部分多标签学习（PML）解决了每个训练样本与多个候选标签相关联的场景，但只有一个子集是基础真值标签。PML的主要困难是减轻噪声标签的负面影响。大多数现有的PML方法依赖于足够的样本来训练噪声鲁棒的多标签分类器。然而，在实际场景中，例如隐私敏感领域或数据有限的领域，通常只有少数训练样本可用于目标任务。在本文中，我们提出了一种称为FsPML-CNL （Few-shot Partial Multi-label Learning with Credible Non-candidate Label）的方法来解决使用少量训练样本的PML问题。具体而言，FsPML-CNL首先利用嵌入空间中的样本特征和特征-原型相似度来消除候选标签的歧义并获得标签原型。然后，基于标签相关性和置信度选择可信的非候选标签，并将其原型纳入训练样本中生成新数据以增强监督信息。

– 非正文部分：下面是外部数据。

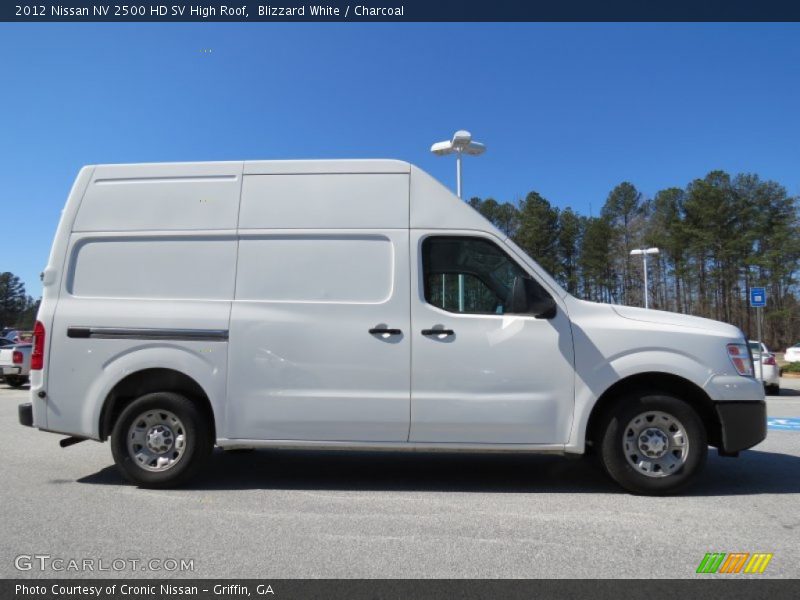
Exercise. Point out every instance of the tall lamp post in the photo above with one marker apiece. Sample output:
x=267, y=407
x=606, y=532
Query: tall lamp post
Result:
x=644, y=252
x=461, y=144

最后利用原始样本和生成样本以及置信度引导损失诱导出耐噪声多标签分类器。在公共数据集上进行的大量实验表明，FsPML-CNL在不同设置下的表现优于竞争性基线。

本文章由计算机程序翻译，如有差异，请以英文原文为准。

求助全文

约1分钟内获得全文求助全文

来源期刊

Information Sciences 工程技术-计算机：信息系统

CiteScore

14.00

自引率

17.30%

发文量

1322

审稿时长

10.4 months

期刊介绍： Informatics and Computer Science Intelligent Systems Applications is an esteemed international journal that focuses on publishing original and creative research findings in the field of information sciences. We also feature a limited number of timely tutorial and surveying contributions. Our journal aims to cater to a diverse audience, including researchers, developers, managers, strategic planners, graduate students, and anyone interested in staying up-to-date with cutting-edge research in information science, knowledge engineering, and intelligent systems. While readers are expected to share a common interest in information science, they come from varying backgrounds such as engineering, mathematics, statistics, physics, computer science, cell biology, molecular biology, management science, cognitive science, neurobiology, behavioral sciences, and biochemistry.